Pineda, a Filipino, has a startling similar voice to Perry, but he brought an energy and exuberance to his performance better than the previous time I saw Journey in concert.
Journey, best known for a string of hits in the mid -1980s when Perry was lead singer, was on top of their game in their 80-minute, 17-song concert.
The band opened with the hits "Separate Ways" and "Ask The Lonely." Pineda then launched into a new track, "City of Hope," while footage of the Philippines recovering from a natural disaster played on a screen behind him, and it was obvious that the song had a lot of personal meaning to him.
Pineda kept rolling through the group's biggest hits, from "Only The Young" to "Send Her My Love" to "Lights." I've never been a big fan of the song, "Wheel In The Sky," but it had the crowd rockin.'
Of course, Pineda saved the biggest hits for last, as he zipped through the ballad "Open Arms," launched into the more upbeat "Be Good To Yourself," back to the ballad "Faithfully," then finished the main set on a high note with "Don't Stop Believin,' with a confetti cannon covering the satisfied crowd. To my surprise, the band came back to perform "Anyway You Want It" as an encore - I thought the confetti cannon was a surefire show-closer.
With a band that's been together for more than 30 years - even though they've played musical chairs with their lead vocalist - there are going to be some hits that were skipped. On this night, that meant no "Who's Crying Now," which I missed, and "Lovin', Touchin', Squeezin,'" which I didn't mind was left off the set list.
I've never seen Foreigner before, but they nearly stole the show from Journey. The band played 10 songs - all from their greatest hits CD I purchased perhaps 15 years ago. They opened with "Double Vision," moved through "Head Games," then ran through "Cold As Ice." They slowed it down with "Waiting For A Girl Like You," then immediate picked up the energy again with "Dirty White Boy," "Feels Like The First Time" and "Urgent." The screen behind the band was a lively neon light-show, particularly during "Urgent."
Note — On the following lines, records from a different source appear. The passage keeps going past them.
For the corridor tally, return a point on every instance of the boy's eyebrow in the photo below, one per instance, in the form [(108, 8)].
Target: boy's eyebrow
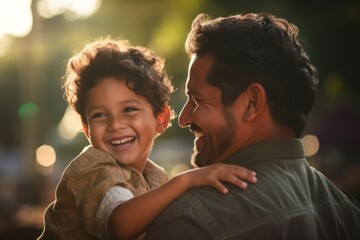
[(128, 101)]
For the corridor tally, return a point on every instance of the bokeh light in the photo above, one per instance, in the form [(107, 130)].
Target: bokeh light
[(311, 145), (72, 10), (69, 125), (28, 109), (15, 17), (45, 155)]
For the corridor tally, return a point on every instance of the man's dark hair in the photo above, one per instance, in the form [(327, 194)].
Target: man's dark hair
[(258, 48)]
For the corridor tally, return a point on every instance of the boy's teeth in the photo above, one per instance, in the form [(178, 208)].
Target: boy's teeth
[(122, 141)]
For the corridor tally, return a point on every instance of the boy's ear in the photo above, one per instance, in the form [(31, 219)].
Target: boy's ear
[(163, 120), (256, 101), (86, 130)]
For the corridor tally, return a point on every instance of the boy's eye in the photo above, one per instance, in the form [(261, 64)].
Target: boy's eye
[(130, 109), (98, 115)]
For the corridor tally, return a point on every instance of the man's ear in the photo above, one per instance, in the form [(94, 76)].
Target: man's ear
[(163, 120), (256, 101)]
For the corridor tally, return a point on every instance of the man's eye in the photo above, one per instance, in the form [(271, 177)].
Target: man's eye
[(130, 109), (195, 101)]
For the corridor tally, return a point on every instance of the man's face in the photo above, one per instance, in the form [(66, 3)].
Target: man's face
[(213, 125)]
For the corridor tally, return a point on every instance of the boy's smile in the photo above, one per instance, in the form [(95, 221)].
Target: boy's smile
[(120, 122)]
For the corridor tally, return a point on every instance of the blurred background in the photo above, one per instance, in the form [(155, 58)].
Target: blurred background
[(39, 135)]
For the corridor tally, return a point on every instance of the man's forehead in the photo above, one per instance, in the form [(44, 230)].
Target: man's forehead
[(198, 71)]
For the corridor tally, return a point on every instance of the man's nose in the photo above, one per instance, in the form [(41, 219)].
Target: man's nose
[(185, 116)]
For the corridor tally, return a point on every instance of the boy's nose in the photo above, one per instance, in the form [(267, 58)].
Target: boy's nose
[(116, 123)]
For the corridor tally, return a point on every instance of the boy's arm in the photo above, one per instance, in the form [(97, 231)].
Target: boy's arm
[(132, 217)]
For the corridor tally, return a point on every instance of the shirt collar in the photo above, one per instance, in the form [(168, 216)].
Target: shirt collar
[(275, 149)]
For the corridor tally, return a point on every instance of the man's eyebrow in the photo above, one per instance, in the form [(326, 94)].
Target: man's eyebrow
[(193, 92)]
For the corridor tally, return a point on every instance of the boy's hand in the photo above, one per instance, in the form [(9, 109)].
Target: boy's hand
[(214, 174)]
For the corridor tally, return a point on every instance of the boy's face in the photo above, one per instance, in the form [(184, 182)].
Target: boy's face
[(122, 123)]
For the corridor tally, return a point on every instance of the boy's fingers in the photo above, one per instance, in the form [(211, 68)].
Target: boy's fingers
[(246, 174), (219, 186)]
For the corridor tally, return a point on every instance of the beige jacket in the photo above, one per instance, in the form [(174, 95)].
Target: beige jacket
[(82, 187)]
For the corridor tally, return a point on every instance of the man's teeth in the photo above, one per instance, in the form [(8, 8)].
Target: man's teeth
[(198, 134), (122, 141)]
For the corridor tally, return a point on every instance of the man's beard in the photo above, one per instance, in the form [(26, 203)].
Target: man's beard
[(218, 140)]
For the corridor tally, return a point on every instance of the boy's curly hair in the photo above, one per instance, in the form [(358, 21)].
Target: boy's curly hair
[(142, 71)]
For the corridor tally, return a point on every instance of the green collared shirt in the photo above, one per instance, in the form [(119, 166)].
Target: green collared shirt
[(291, 200)]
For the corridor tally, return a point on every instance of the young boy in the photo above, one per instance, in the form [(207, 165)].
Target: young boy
[(121, 94)]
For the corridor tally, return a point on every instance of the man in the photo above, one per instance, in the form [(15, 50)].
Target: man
[(250, 88)]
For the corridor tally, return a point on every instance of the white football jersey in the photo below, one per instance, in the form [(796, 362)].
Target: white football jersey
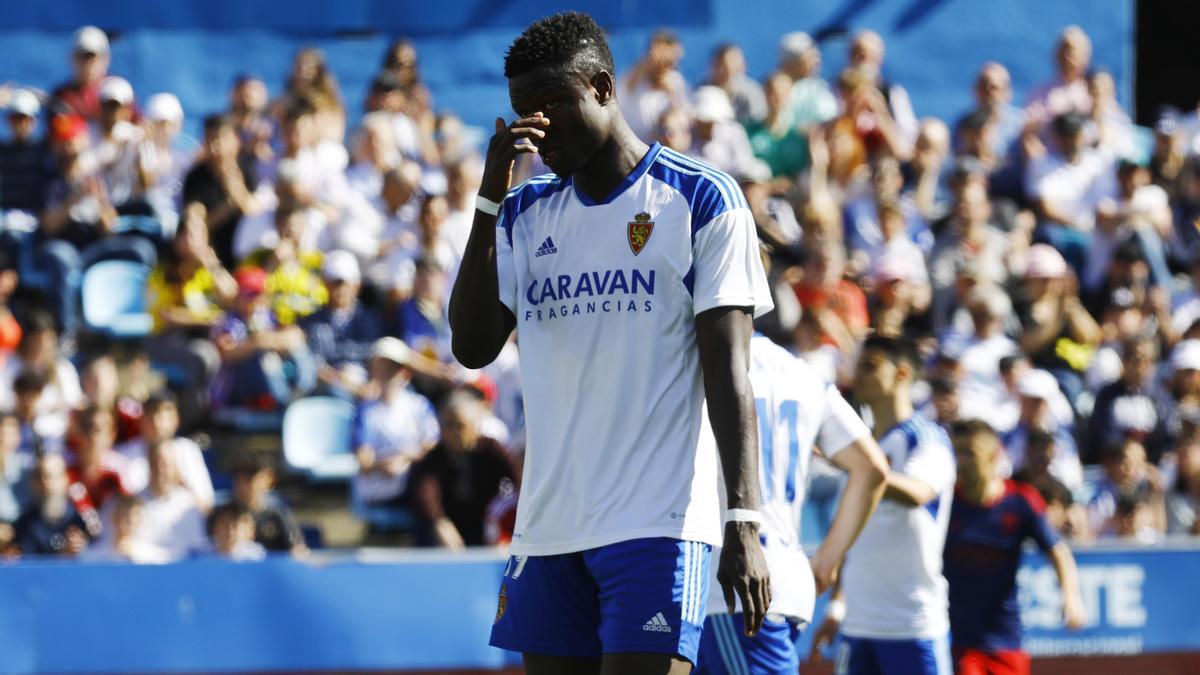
[(797, 411), (605, 296), (893, 574)]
After performing the big singalong "I Want To Know What Love Is," Foreigner finished with "Hot Blooded" and the encore of "Juke Box Hero."
While I enjoyed Journey's set, they mixed in two new tracks and a couple other songs I admittedly didn't know. I think the crowd really appreciated that Foreigner stuck to one well-known hit after another, all the way through their 75-minute set.
Like Journey, they had to skip a few hits. I really missed "That Was Yesterday," but I expected it, as they played the two other big ballads.
Night Ranger was loud, dull
Night Ranger took the stage 10 minutes before the posted starting time of the concert, which pleased the crowd. However, it seemed that the band was more intent on being loud than good. I watched 16 acts at Rock Fest two weeks ago, and none of them were as loud as Night Ranger was on Thursday. I don't mean to sound like an old guy complaining about noise, but when the music is so loud that you can't make out the words, it isn't much fun. Of course, Night Ranger saved their biggest hit "Sister Christian" for second-to-last, and by the time that song was played, it felt like the decibels had been reigned in a bit. Overall, I have to say that Night Ranger was quite a disappointment.
After seeing three great nights of Rock Fest - followed by the miserably hot Sunday finale with the underperforming Stone Temple Pilots - it was nice to essentially add a fifth night of a Rock Festival.